The Alphabet-owned video-sharing platform had been previously granted an exemption due to its popularity with teachers.
Last year, Australia was the first country to propose a ban on social media for teenagers.
Sites covered by the ban, such as Meta’s Facebook and Instagram, Snapchat and TikTok, have protested the proposed ban.
Australia reversed its decision to spare YouTube from the banned list of social media sites for those under 16 after the country’s internet regulator highlighted a survey showing 37% of minors reported harmful content on the site.
“We want kids to know who they are before platforms assume who they are,” Communications Minister Anika Wells said in a statement.
“There’s a place for social media, but there’s not a place for predatory algorithms targeting children,” she added.
How has YouTube reacted?
A YouTube spokesperson said in a statement that YouTube is “not social media”.
“We share the government’s goal of addressing and reducing online harms. Our position remains clear: YouTube is a video sharing platform with a library of free, high-quality content, increasingly viewed on TV screens. It’s not social media,” the statement said.

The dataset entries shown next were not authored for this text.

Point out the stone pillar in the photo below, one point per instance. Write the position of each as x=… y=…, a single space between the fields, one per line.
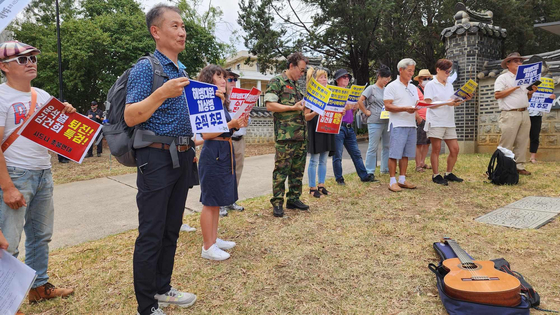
x=471 y=42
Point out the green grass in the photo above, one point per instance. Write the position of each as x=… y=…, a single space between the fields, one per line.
x=361 y=250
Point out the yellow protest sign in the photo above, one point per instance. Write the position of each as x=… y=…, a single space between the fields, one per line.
x=317 y=97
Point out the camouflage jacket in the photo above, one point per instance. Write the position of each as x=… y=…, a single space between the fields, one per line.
x=287 y=125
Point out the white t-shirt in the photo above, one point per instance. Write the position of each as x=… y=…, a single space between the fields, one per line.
x=443 y=116
x=14 y=106
x=517 y=99
x=402 y=96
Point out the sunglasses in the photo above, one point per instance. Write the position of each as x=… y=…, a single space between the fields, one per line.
x=22 y=60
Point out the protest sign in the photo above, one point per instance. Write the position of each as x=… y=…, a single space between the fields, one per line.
x=355 y=93
x=16 y=279
x=428 y=105
x=541 y=101
x=236 y=98
x=69 y=135
x=206 y=110
x=527 y=74
x=317 y=97
x=339 y=97
x=329 y=122
x=248 y=104
x=9 y=9
x=384 y=114
x=465 y=90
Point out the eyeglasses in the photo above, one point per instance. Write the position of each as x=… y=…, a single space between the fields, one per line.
x=22 y=60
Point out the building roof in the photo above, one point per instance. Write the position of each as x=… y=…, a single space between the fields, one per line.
x=553 y=27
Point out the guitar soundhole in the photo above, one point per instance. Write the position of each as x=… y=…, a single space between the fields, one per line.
x=469 y=266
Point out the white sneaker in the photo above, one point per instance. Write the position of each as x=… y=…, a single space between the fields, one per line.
x=214 y=253
x=223 y=212
x=236 y=207
x=224 y=244
x=155 y=311
x=174 y=297
x=187 y=228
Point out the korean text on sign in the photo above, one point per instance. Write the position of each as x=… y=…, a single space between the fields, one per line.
x=465 y=90
x=339 y=97
x=248 y=104
x=527 y=74
x=237 y=98
x=317 y=97
x=68 y=135
x=541 y=101
x=355 y=92
x=206 y=110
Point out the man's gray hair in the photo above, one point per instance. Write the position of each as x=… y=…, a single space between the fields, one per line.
x=403 y=64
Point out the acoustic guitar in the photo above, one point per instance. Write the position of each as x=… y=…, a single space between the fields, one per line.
x=478 y=281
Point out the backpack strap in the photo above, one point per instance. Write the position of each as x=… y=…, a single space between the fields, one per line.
x=14 y=135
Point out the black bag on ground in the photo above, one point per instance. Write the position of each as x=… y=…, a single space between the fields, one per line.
x=120 y=137
x=502 y=170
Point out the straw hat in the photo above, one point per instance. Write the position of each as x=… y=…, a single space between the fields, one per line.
x=14 y=48
x=511 y=56
x=423 y=73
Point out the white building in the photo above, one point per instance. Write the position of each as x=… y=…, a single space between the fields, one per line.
x=249 y=74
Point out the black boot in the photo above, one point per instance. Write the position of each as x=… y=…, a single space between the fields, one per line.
x=278 y=211
x=297 y=205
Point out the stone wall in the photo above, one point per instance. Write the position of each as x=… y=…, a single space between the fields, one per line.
x=261 y=130
x=470 y=51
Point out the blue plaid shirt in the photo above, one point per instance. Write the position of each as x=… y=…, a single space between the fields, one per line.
x=172 y=117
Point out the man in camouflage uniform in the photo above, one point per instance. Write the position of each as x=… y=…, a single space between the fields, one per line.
x=284 y=98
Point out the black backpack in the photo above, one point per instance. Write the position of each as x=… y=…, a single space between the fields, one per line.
x=502 y=170
x=120 y=137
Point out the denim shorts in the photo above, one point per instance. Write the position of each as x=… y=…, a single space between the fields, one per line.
x=402 y=143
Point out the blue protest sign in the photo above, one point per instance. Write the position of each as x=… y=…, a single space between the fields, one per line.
x=206 y=110
x=527 y=74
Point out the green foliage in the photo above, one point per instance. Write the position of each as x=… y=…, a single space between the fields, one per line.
x=363 y=34
x=101 y=39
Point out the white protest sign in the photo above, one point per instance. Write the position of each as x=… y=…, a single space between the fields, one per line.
x=248 y=104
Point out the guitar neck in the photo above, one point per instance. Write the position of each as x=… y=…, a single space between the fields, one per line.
x=461 y=254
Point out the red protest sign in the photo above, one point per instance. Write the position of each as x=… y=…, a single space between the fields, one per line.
x=237 y=98
x=330 y=122
x=248 y=104
x=69 y=135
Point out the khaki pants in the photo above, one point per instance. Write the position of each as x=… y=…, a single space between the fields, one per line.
x=239 y=151
x=515 y=128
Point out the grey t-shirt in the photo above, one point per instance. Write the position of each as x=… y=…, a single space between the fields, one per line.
x=374 y=103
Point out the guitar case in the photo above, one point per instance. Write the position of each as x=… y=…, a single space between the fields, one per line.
x=459 y=307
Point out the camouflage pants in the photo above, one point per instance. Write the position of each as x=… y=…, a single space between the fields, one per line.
x=289 y=162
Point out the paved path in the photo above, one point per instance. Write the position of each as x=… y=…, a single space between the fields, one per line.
x=93 y=209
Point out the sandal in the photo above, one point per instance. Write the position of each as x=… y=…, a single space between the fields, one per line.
x=315 y=193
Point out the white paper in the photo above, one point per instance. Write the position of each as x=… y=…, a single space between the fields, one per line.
x=16 y=279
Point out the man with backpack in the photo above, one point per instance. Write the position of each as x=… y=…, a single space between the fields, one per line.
x=26 y=184
x=513 y=101
x=165 y=161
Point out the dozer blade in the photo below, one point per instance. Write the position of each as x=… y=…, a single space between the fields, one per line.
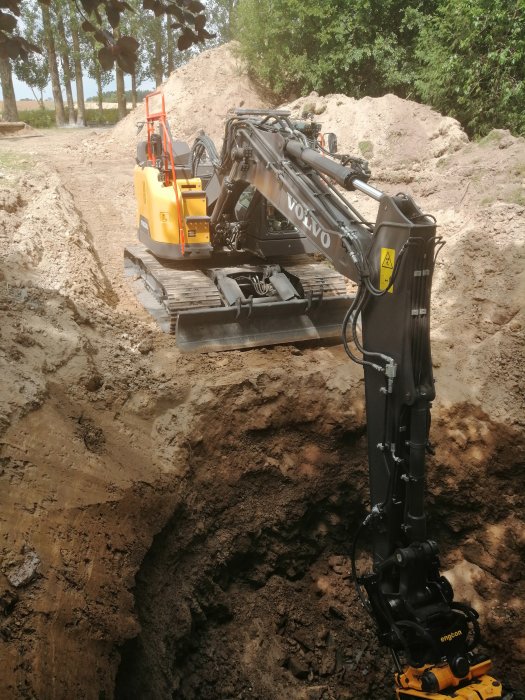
x=230 y=328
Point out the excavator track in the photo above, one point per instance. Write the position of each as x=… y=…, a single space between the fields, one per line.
x=315 y=277
x=166 y=288
x=183 y=299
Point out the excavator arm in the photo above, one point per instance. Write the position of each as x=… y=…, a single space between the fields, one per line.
x=432 y=637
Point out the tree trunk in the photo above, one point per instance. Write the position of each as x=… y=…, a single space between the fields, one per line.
x=66 y=69
x=77 y=62
x=133 y=90
x=158 y=68
x=170 y=62
x=60 y=116
x=10 y=112
x=121 y=94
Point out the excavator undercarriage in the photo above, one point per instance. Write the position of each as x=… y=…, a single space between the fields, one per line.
x=248 y=282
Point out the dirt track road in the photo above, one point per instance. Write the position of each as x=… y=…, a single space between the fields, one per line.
x=178 y=526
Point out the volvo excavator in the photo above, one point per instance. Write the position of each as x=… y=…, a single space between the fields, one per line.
x=226 y=254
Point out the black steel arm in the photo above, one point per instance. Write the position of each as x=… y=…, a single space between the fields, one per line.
x=392 y=261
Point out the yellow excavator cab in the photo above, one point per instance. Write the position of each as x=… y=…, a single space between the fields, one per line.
x=157 y=217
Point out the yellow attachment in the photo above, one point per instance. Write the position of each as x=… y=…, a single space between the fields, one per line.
x=474 y=686
x=156 y=203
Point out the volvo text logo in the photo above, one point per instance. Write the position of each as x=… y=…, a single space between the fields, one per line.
x=298 y=210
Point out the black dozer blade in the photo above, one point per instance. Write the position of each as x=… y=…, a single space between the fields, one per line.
x=238 y=327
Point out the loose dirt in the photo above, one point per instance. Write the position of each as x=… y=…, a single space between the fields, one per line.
x=178 y=526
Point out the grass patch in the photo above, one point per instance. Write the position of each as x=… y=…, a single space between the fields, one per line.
x=14 y=162
x=366 y=148
x=45 y=118
x=516 y=196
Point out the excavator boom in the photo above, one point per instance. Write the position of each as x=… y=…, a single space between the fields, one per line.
x=275 y=193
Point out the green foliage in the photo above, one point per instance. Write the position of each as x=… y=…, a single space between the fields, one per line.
x=472 y=55
x=464 y=57
x=111 y=95
x=45 y=118
x=361 y=48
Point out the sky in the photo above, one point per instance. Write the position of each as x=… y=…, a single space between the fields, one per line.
x=23 y=91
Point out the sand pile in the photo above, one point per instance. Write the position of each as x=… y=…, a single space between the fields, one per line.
x=477 y=193
x=184 y=521
x=198 y=96
x=387 y=131
x=10 y=130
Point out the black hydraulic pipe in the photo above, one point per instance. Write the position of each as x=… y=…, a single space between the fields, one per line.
x=342 y=175
x=415 y=513
x=346 y=177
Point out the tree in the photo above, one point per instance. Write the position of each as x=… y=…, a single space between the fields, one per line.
x=472 y=55
x=77 y=63
x=95 y=71
x=10 y=111
x=362 y=48
x=49 y=39
x=34 y=71
x=98 y=15
x=221 y=15
x=63 y=44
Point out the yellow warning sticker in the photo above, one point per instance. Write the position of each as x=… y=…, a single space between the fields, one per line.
x=388 y=257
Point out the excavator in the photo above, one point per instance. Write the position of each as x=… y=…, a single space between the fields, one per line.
x=229 y=249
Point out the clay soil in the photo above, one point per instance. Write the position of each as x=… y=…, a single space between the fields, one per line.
x=178 y=526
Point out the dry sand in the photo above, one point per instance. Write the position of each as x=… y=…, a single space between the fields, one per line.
x=178 y=526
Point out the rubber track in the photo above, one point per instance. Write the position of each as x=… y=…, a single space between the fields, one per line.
x=175 y=287
x=178 y=287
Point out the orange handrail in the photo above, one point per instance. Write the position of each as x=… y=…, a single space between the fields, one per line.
x=151 y=119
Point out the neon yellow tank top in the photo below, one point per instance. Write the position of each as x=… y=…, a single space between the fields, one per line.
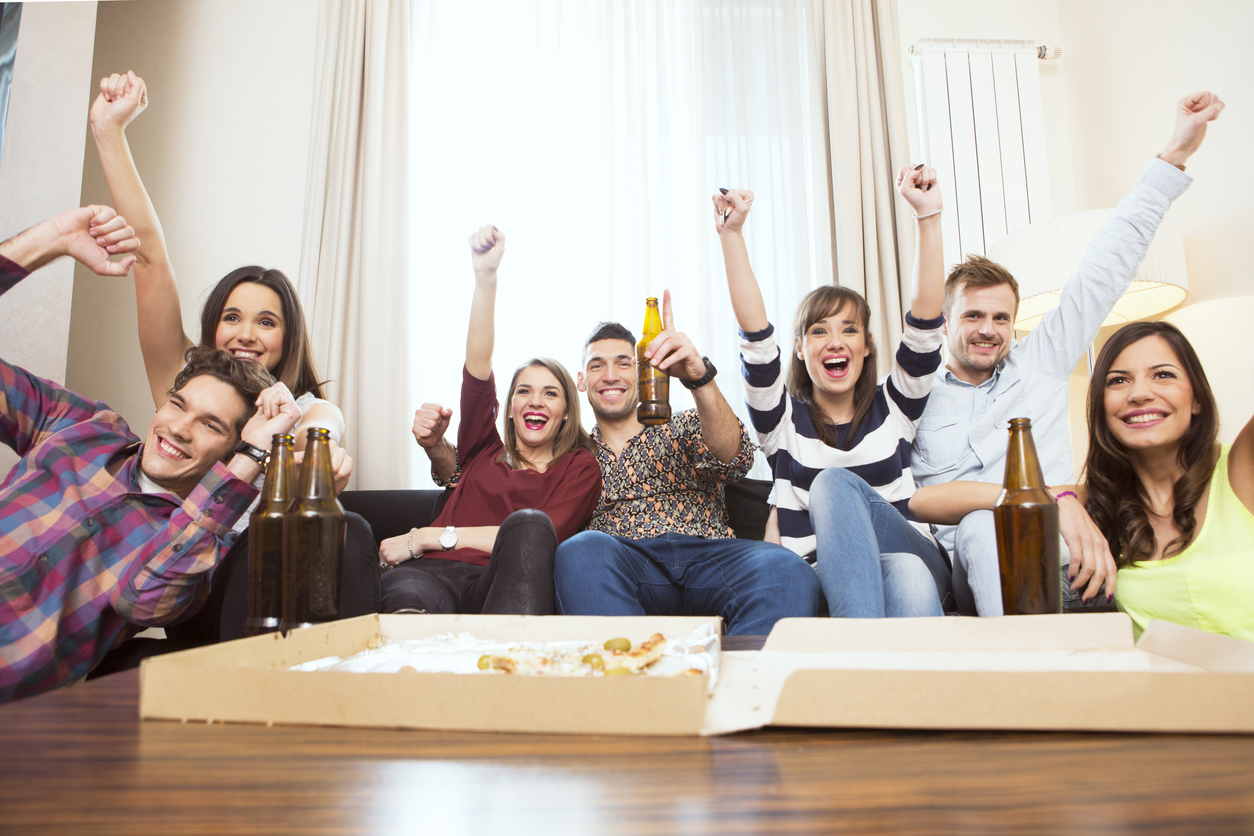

“The government’s announcement today reverses a clear, public commitment to exclude YouTube from this ban. We will consider next steps and will continue to engage with the government.”
Wednesday’s decision could also be the start of a fresh dispute with Alphabet, which threatened to pull back some Google services from Australia in 2021 in response to a law forcing it to pay news outlets for content appearing in searches.